À chaque fois, le scénario est le même : tous les protagonistes sont vilipendés, présumés coupables, insultés, accusés. Puis les sentences tombent : pas de poursuites, relaxes, acquittements ! Mais quid du traumatisme à vie pour ces gens ?
Et n’allons pas jusqu’à penser à des affaires aussi terribles et spectaculaires comme celles d’Outreau, Baudis, etc. pour réfléchir. Il n’y a rien de plus facile que la calomnie. N’est- ce pas la seule arme des lâches que de diffuser de fausses informations ? Ne soyons pas complaisants avec la haine et les mensonges. Demain, ils peuvent gravement toucher l’un des nôtres, et qui que nous soyons, nous pouvons en souffrir un jour et ne pas nous en remettre.
La méthode de ces grands techniciens varie d’un spécimen à l’autre.
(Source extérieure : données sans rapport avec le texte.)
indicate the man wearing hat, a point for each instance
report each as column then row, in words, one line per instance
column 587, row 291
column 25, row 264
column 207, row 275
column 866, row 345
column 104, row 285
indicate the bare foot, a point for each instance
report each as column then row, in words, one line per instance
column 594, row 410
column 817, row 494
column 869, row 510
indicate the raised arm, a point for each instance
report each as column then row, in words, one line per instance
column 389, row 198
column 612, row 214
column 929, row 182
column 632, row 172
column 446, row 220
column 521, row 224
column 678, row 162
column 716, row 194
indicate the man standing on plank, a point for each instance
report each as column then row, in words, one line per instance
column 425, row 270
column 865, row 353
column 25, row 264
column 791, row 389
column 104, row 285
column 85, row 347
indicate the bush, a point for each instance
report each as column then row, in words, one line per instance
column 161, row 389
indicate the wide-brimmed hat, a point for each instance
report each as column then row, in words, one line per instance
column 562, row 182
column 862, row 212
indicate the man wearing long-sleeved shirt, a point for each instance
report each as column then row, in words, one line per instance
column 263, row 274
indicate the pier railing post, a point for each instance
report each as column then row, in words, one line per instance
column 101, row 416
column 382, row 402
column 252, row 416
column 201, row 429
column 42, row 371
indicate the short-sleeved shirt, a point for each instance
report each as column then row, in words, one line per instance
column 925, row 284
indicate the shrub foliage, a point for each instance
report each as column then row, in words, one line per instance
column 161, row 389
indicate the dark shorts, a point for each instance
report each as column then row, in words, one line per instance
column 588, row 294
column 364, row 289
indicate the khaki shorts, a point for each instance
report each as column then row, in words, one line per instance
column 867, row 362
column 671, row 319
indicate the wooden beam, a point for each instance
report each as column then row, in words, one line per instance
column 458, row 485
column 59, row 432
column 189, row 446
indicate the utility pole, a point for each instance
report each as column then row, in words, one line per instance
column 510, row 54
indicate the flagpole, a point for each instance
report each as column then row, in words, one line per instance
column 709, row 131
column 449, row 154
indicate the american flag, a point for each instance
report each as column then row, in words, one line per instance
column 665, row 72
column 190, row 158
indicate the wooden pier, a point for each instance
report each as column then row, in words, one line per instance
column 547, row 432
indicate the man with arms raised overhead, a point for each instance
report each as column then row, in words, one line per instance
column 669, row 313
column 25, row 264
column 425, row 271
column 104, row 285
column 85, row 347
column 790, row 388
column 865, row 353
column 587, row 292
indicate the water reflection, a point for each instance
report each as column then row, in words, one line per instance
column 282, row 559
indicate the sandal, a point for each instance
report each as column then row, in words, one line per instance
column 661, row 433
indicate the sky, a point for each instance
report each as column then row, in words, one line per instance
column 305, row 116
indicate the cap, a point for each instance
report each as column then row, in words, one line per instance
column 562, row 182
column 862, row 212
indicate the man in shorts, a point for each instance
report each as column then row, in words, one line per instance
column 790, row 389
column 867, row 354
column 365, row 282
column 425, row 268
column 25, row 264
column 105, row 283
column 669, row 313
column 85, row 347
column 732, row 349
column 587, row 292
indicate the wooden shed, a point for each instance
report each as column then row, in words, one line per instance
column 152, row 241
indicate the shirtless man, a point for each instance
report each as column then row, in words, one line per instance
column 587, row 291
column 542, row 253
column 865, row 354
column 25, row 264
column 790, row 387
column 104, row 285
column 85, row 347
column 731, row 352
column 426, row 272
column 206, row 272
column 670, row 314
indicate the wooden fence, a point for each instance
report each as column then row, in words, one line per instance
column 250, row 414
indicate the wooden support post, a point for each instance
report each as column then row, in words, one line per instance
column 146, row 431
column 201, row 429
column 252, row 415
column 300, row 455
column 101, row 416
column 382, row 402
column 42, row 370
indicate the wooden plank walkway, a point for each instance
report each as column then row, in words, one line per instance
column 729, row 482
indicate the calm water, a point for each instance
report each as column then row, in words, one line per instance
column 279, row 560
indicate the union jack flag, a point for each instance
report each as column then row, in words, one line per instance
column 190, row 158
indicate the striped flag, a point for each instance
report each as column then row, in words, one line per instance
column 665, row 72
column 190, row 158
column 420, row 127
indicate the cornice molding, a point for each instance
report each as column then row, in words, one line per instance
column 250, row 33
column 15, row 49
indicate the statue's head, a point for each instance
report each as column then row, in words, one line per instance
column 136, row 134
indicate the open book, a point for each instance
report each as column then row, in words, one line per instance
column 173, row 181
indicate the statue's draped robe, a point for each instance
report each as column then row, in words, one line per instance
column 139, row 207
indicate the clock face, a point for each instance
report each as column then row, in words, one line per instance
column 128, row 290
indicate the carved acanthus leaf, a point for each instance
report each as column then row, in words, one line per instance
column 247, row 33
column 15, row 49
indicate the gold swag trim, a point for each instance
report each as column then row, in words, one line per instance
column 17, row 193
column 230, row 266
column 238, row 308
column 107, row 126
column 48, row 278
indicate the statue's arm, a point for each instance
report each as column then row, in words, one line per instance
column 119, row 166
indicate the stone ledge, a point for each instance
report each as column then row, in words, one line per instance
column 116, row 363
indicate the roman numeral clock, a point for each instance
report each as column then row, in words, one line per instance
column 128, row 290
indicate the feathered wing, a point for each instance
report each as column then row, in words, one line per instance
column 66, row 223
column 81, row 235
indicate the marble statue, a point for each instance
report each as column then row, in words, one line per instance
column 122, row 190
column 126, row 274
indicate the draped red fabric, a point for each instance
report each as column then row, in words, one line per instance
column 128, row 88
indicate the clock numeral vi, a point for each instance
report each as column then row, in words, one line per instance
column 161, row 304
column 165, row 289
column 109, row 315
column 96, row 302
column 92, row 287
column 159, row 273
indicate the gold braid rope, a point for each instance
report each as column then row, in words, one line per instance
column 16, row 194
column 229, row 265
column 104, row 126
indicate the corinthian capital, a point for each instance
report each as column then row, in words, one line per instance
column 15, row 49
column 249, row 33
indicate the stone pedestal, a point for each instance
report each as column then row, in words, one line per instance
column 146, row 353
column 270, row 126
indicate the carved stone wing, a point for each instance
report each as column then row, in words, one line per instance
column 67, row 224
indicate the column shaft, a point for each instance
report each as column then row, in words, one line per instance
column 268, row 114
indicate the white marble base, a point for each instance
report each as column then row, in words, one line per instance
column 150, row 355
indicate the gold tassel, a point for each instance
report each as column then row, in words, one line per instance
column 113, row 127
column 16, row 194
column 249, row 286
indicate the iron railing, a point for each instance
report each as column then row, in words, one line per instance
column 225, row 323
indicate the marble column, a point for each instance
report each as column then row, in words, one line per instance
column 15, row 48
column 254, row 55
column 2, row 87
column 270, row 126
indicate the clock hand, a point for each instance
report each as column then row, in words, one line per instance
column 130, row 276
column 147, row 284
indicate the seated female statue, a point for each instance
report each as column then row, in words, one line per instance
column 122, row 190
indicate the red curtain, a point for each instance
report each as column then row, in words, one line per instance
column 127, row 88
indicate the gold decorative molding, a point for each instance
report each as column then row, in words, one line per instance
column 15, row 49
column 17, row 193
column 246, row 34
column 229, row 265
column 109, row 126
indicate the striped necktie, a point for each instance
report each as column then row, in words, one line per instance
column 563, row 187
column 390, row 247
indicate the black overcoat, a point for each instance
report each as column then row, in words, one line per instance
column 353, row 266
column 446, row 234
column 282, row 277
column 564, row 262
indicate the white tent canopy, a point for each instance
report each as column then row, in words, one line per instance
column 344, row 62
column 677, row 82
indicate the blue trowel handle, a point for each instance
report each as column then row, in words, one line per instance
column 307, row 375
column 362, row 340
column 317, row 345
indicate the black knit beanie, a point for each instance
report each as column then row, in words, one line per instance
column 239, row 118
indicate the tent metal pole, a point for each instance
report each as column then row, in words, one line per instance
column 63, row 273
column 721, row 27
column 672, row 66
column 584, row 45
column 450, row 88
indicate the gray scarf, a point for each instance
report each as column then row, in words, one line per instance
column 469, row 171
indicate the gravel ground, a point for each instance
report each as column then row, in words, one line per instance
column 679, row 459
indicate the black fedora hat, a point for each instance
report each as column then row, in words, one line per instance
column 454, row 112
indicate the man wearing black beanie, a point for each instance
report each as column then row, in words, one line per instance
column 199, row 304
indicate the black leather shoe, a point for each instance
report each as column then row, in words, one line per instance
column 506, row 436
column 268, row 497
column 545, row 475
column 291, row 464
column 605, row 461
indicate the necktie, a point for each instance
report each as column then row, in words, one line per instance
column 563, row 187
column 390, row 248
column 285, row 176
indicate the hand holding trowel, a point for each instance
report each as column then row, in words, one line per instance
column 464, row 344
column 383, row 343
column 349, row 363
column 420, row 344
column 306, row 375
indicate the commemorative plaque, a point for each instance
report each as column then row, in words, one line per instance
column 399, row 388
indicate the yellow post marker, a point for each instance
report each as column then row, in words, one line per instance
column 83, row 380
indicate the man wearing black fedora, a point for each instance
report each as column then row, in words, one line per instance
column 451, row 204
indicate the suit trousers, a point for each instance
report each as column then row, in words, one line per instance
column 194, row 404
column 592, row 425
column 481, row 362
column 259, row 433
La méthode la plus utilisée : 10 % de vérité pour 90 % d’affabulations. C’est à ce moment-là que chacun d’entre nous se pose légitimement des questions. Pourquoi ? Comment contrer ces types d’attaques sordides ? Très peu d’entre nous peuvent imaginer ce que subissent pendant des mois ces pauvres gens avant d’entendre qu’ils ne sont pas coupables.
Mais comment pouvons nous en arriver là, avec autant de liberté de lynchage médiatique ? N’est-il pas le moment de se réinterroger sur cette ‘’fameuse’’ présomption d’innocence et en même temps sur ce ‘’mystérieux’’ secret de l’instruction trop souvent bafoué à l’insu des juges, par tous ceux qui ont accès au dossier ?
Pour s’en persuader, il suffit de compter tous les jours le nombre de gens livrés en pâture par une poignée de « spécialistes » à la solde des grands intérêts de certaines crapules qui se reconnaîtront, et que les gens qu’ils ont tenté de manipuler reconnaîtront sûrement. Qu’ils continuent désespérément à salir et à traîner dans la boue ceux qui les gênent.